В кошельке золотишком бренчит: «Это – я!»
Но едва лишь успеет наладить делишки —
Смерть в окно к хвастунишке стучит: «Это – я!»
* * *
Этот старый кувшин безутешней вдовца
С полки, в лавке гончарной, кричит без конца.
«Где, – кричит он, – гончар, продавец, покупатель?
Нет на свете купца, гончара, продавца!»
* * *
Я однажды кувшин говорящий купил.
«Был я шахом! – кувшин безутешно вопил. —
Стал я прахом.
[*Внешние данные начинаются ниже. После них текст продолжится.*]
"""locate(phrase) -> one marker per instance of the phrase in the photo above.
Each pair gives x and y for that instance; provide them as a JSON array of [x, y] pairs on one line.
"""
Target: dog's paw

Гончар меня вызвал из праха —
Сделал бывшего шаха утехой кутил».
* * *
Этот старый кувшин на столе бедняка
Был всесильным везиром в былые века.
Эта чаша, которую держит рука, —
Грудь умершей красавицы или щека…
* * *
Когда плачут весной облака – не грусти.
Прикажи себе чашу вина принести.
Травка эта, которая радует взоры,
Завтра будет из нашего праха расти.
* * *
Был ли в самом начале у мира исток?
Вот загадка, которую задал нам бог.
Мудрецы толковали о ней, как хотели, —
Ни один разгадать ее толком не смог.
* * *
Видишь этого мальчика, старый мудрец?
Он песком забавляется – строит дворец.
Дай совет ему: «Будь осторожен, юнец,
С прахом мудрых голов и влюбленных сердец!»
* * *
Управляется мир Четырьмя и Семью.
Раб магических чисел – смиряюсь и пью.
Все равно семь планет и четыре стихии
В грош не ставят свободную волю мою!
* * *
В колыбели – младенец, покойник – в гробу:
Вот и все, что известно про нашу судьбу.
Выпей чашу до дна – и не спрашивай много:
Господин не откроет секрета рабу.
* * *
Я познание сделал своим ремеслом,
Я знаком с высшей правдой и с низменным злом.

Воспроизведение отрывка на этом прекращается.